Law enforcement officers arrested hundreds of migrant workers at Apraksin Dvor on Friday. Seven have been deported.

Human rights organizations in Russia, Tajikistan and Georgia on Tuesday protested mass arrests and reported harassment and beatings of mostly Central Asian and North Caucasus migrant workers during Friday’s raid on a marketplace in central St. Petersburg.

They are demanding a thorough investigation by Russian and Tajik authorities into the actions of law-enforcement officers who raided Apraksin Dvor, the marketplace in downtown St. Petersburg, during a service at a mosque on the market’s territory.

The Investigative Committee put the number of those detained at 271, but Fontanka.ru reported that “no less than 700” had been arrested, while human rights activists say that the number of arrests could be as high as 1,000.

Officially, the raid was part of a criminal investigation into “public incitement to terrorist activities or public justification of terrorism” and “inciting hatred or hostility as well as humiliation of human dignity” and was conducted jointly by several law enforcement agencies, including the Federal Security Service (FSB) and counter-extremism Center E. Smaller raids were held elsewhere in the city.

But only one person of the hundreds who were arrested is a suspect in that case.

Mass beatings were reported to have taken place during the raid at Apraksin Dvor.

“People who were victims of the mosque raid there and their relatives keep approaching us since the raid took place,” said Anna Udyarova, a lawyer with the Memorial Anti-Discrimination Center, on Tuesday.

“For instance, one citizen of Uzbekistan said he had gone there with his sons, the youngest of whom was 10, and security service officers had used force against him, had beaten him as well as his adult sons, and all this had happened before the eyes of his 10-year-old son.

“Witnesses who work nearby in Apraksin Dvor said about 200 people were beaten, and some sustained injuries as serious as broken arms and legs, but they refuse to file official complaints or document their injuries because they’re afraid of how the authorities will respond. But in conversation with us, they say that all the men who were at the mosque during the service were beaten.”

The only person detained as a suspect within the investigation, according to the Investigative Committee, was Murat Sarbyshev, born in Kabardino-Balkaria (a republic in the south of the Russian Federation) in 1988. He is suspected of having uploaded “extremist literature and videos depicting terrorist attacks on the Internet in a period between October 2010 and April 2011,” the Investigative Committee said in a statement Saturday.

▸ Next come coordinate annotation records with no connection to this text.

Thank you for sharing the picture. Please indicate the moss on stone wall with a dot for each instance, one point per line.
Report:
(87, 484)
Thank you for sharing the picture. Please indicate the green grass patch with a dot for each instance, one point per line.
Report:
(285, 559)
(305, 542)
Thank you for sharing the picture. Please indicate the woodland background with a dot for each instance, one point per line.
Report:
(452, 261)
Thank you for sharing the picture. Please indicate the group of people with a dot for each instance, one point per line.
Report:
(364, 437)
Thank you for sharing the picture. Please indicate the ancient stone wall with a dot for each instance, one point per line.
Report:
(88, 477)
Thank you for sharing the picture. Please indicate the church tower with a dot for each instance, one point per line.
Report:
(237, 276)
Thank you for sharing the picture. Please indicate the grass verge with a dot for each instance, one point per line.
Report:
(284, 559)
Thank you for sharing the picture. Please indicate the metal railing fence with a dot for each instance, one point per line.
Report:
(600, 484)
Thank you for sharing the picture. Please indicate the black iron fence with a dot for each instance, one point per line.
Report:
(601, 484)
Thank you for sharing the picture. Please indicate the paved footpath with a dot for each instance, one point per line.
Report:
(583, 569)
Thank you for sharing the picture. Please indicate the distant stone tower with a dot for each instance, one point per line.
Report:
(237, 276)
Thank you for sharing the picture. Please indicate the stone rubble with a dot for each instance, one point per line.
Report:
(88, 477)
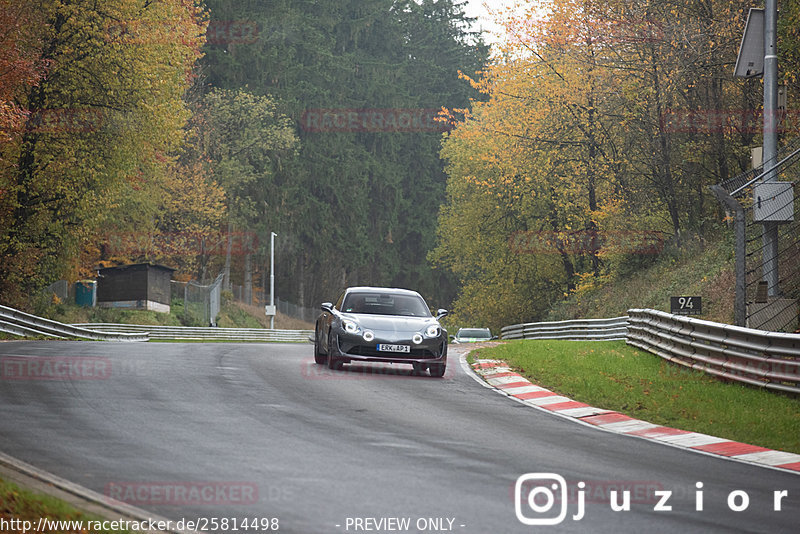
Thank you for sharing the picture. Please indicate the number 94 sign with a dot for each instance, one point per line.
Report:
(686, 305)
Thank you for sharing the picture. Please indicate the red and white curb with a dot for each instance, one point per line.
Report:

“We are trying to understand why such a large-scale special operation was held to detain just one person — who turned out to be a citizen of Russia — and with such a large number of people suffering as the result of harassment and beatings,” Udyarova said.

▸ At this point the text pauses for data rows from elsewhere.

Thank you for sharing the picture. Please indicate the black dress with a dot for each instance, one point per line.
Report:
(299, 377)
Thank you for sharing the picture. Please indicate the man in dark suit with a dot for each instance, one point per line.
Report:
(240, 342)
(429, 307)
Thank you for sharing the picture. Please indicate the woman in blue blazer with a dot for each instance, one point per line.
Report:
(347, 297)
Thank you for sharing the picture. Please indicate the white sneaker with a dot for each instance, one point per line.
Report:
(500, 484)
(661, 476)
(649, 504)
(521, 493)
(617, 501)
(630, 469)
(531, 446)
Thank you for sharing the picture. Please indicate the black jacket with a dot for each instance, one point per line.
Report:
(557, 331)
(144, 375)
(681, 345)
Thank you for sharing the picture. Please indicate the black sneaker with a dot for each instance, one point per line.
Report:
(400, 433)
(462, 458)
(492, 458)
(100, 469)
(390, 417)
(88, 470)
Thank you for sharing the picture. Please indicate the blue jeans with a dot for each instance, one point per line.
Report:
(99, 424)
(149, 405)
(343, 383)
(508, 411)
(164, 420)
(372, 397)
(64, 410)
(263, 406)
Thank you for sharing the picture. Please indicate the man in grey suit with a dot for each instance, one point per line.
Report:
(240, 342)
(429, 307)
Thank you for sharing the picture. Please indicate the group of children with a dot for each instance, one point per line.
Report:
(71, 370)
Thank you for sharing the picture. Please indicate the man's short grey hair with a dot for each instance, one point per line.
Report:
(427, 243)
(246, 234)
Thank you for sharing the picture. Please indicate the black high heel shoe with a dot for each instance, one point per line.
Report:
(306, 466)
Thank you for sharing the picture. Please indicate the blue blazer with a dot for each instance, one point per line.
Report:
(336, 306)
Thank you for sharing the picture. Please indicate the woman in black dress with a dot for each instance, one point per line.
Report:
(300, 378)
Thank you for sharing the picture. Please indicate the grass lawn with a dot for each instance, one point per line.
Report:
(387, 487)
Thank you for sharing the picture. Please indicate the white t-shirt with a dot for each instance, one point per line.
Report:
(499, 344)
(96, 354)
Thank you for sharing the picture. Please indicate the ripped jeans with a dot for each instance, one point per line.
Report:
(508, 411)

“It had an intimidating effect not only on those who were at the mosque at the time, but also on all the foreign citizens, mainly of Tajikistan and Uzbekistan, who are based in St. Petersburg and Russia, who learned about this incident and perceived it as a threat to themselves.”

According to Udyarova, up to 1,000 people may have been detained in the city on Friday.

“We were told that about 1,000 were detained, because this special operation took place not only in Apraksin Dvor, but in other places in the city simultaneously,” she said.

“Differences in numbers can be explained by the fact that not everybody who was detained was taken to a police precinct; only those who had problems regarding their immigration documents.

“Even if, as the Interior Ministry’s representative claimed, the objective of this campaign was not to expose illegal migrants and they were in fact looking for suspects in a criminal investigation, as usual, innocent people — foreigners — who were there are the ones who suffered.”

She said the Memorial Anti-Discrimination Center will provide legal support if at least one person who is not intimidated enough to file a complaint is found.

According to the Investigative Committee, those detained included citizens of Uzbekistan, Tajikistan, Azerbaijan and the regions of the North Caucasus, as well as one citizen of Egypt and one citizen of Afghanistan. Ten had personal documents showing signs of forgery, and twenty had no documents at all, the agency said in a statement Saturday.

Of those detained, seven were deported and one more was awaiting deportation in a detention center for foreigners, Interfax news agency reported Monday, citing a source in the police.

With the exception of them and the suspect Sarbyshev, all those detained during the raid were released with no charges pressed, it said.

Late on Tuesday, Interfax quoted a source with the FSB who claimed that the deported seven had links to an “international terrorist organization.”